The muscle is innervated by the long thoracic nerve, which runs over the surface of the muscle and descends behind the vascular structures in the fascia, and more rigorous dissection is needed to prevent injury to the nerve.
Patients were operated on while in the lateral decubitus position with the arm abducted. Two surgical teams worked simultaneously. While one team resected the tumour and prepared the recipient vessels, the other team harvested the serratus muscle flap. Thus, harvest of the serratus anterior muscle is performed on the same side as the subsequent anastomosis.

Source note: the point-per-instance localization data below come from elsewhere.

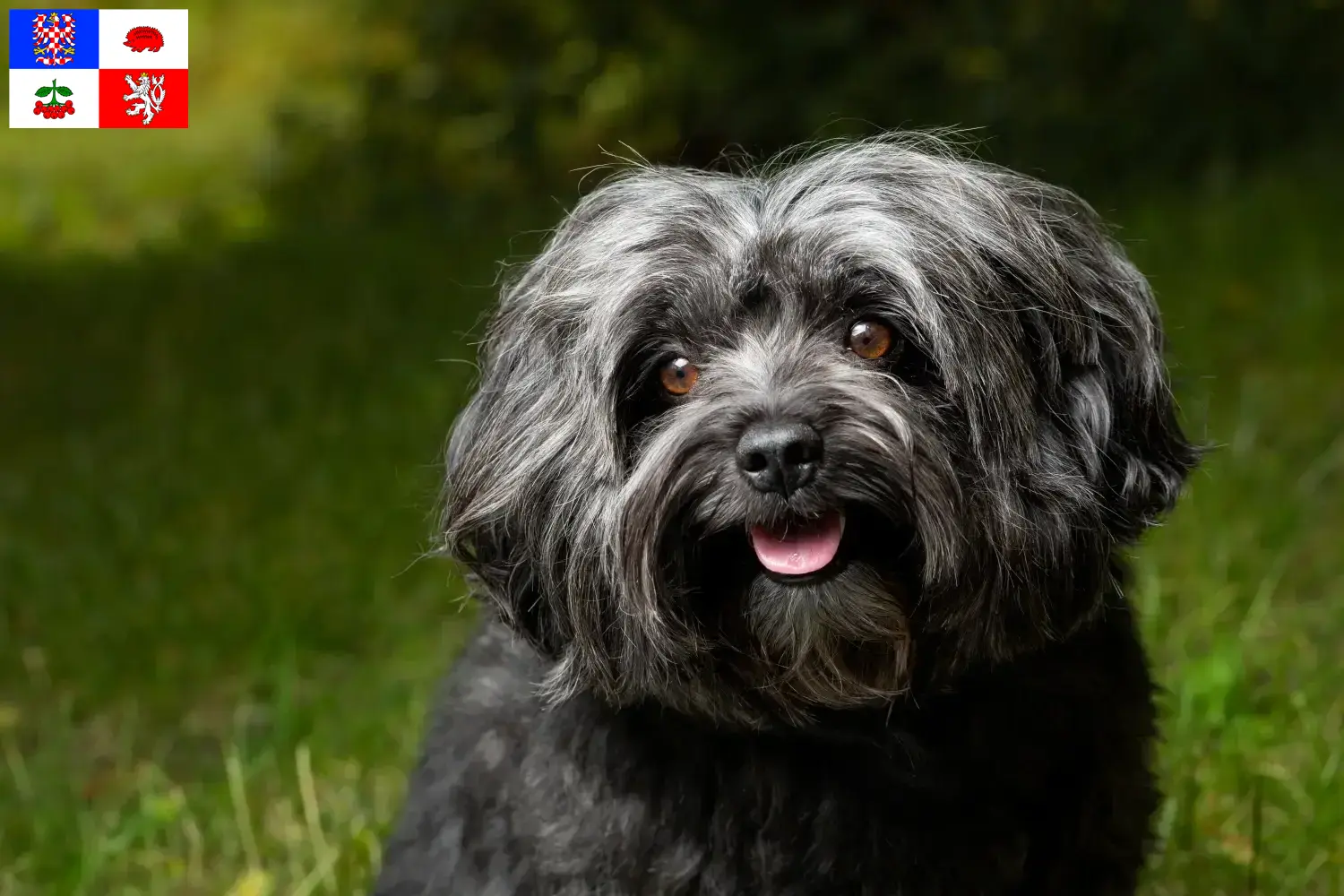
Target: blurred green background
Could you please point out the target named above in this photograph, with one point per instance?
(228, 357)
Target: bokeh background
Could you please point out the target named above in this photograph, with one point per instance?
(228, 358)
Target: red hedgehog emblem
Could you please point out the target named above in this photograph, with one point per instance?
(145, 38)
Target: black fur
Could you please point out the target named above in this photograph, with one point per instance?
(960, 702)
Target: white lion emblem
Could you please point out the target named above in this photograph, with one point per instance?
(150, 91)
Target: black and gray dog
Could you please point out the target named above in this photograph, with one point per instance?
(796, 500)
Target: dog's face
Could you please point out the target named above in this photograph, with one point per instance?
(757, 446)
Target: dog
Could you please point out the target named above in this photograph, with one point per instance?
(797, 500)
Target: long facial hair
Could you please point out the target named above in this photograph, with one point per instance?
(988, 471)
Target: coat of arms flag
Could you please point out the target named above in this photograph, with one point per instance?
(99, 67)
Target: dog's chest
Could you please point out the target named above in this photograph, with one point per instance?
(629, 815)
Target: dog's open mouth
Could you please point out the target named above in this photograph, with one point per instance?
(798, 548)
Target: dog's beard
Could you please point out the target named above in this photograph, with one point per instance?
(832, 629)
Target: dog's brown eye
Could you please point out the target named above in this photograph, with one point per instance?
(679, 376)
(871, 340)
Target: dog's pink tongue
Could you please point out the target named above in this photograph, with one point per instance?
(797, 548)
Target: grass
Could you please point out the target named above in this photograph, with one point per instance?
(217, 640)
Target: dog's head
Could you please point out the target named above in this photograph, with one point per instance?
(762, 445)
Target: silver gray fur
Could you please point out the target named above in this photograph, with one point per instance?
(961, 704)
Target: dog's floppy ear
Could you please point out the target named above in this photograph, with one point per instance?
(486, 547)
(1117, 395)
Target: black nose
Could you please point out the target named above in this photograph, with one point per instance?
(780, 457)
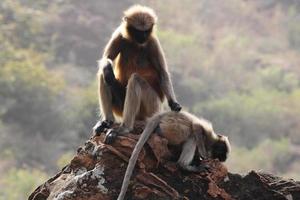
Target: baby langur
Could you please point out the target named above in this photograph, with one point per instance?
(181, 129)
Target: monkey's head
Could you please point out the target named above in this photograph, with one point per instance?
(220, 148)
(139, 21)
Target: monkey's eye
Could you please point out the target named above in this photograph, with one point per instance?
(135, 31)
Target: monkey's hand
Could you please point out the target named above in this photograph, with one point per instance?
(101, 125)
(174, 106)
(113, 133)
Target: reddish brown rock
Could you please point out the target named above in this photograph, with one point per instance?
(97, 171)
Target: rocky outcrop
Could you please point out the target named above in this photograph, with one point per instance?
(97, 171)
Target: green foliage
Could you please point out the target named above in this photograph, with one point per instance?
(19, 183)
(247, 117)
(22, 82)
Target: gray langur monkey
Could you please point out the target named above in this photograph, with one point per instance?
(183, 129)
(133, 74)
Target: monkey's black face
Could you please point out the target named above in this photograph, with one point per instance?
(220, 151)
(138, 35)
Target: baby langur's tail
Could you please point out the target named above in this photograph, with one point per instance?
(149, 129)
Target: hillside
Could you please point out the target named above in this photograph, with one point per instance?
(97, 171)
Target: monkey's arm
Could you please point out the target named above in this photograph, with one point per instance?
(165, 80)
(112, 49)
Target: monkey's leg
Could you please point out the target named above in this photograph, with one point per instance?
(105, 102)
(138, 93)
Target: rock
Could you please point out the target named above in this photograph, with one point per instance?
(96, 173)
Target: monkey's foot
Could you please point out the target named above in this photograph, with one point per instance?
(101, 125)
(113, 133)
(110, 136)
(196, 169)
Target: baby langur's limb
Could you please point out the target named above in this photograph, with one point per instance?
(187, 155)
(150, 127)
(138, 94)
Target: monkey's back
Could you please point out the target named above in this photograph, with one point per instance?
(135, 59)
(176, 127)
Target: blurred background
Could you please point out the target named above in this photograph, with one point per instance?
(237, 63)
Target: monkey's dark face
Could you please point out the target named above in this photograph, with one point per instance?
(138, 35)
(220, 150)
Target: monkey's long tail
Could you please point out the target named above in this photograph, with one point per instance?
(150, 127)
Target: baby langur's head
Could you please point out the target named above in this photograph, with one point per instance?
(139, 21)
(221, 148)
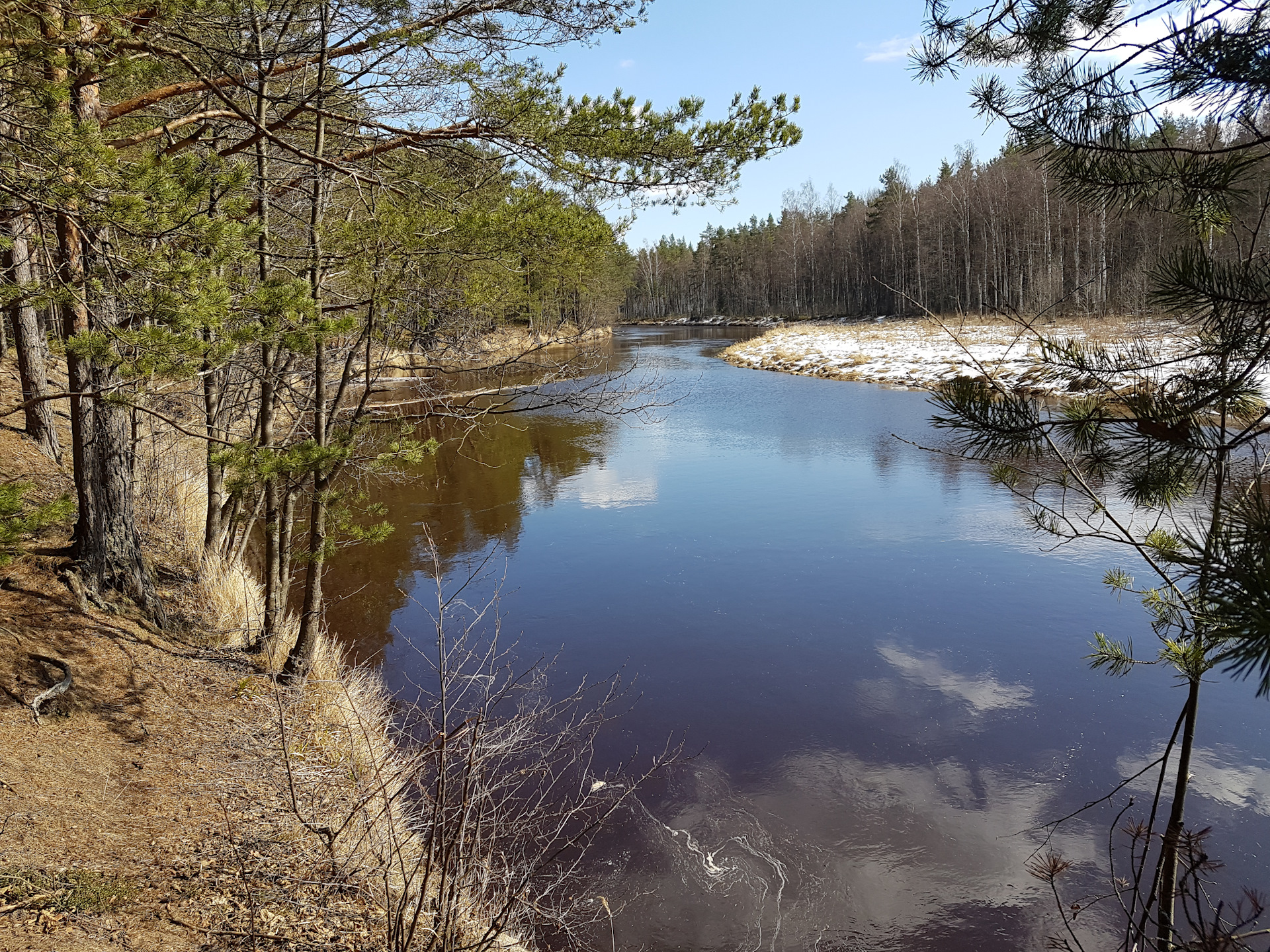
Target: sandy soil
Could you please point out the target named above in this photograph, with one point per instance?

All tumours of the lips were resected with a 1-cm safety margin. Before the excision of each tumour, the length of the lip to be resected was measured. During lip resection, the second team harvested the serratus anterior muscle flap using a curvilinear incision of the thorax, starting from mid-axilla and continuing to the anterior axillary fold, up to the eighth or ninth rib. After exploration and retraction of the latissimus dorsi muscle, the eighth slip of the muscle was identified and its pedicle was traced superiorly to the origin of the subscapular artery. The length of the muscle was determined based on the prior lip segment calculation. After incision of the anterior part of the flap, the posterior incisions were performed posterior to the vascular pedicle on the eighth slip of the serratus muscle ( Fig. 1 ). On completion of the incisions and elevation of the muscle from the rib anteriorly, the dissection proceeded supraperiosteally on the ribs from anterior to posterior, with great care taken to ensure that the pleural cavity remained intact. Because of the included vasculature and segmental branch of the long thoracic nerve on the muscle fascia, a meticulous dissection is important to avoid separation of the attachment of the muscle and fascia. Care was also taken to avoid diathermy injury when separating the main vasculature from the other segmental branches. During the elevation of the neurovascular pedicle and muscle segment, the facial vasculature and the marginal mandibular nerve were explored for anastomosis at the recipient site, and a split-thickness skin graft obtained from the lateral thigh was adapted to the inner surface of the defect to cover the mucosal side of the flap. After ligation of the pedicle at the origin of the circumflex scapular artery, an end-to-end anastomosis was performed on the facial vasculature, and coaptation of the long thoracic nerve segment to the marginal mandibular branch of the facial nerve was completed in the usual fashion ( Fig. 2 ). The serratus anterior muscle was trimmed from the lateral edge of the muscle according to the required dimensions, as necessary, and the muscle was positioned in the defect area, taking care to suture the edge of the muscle to the residual orbicularis oris muscle. Finally, the residual split-thickness skin graft was adapted to the outer surface of the muscle.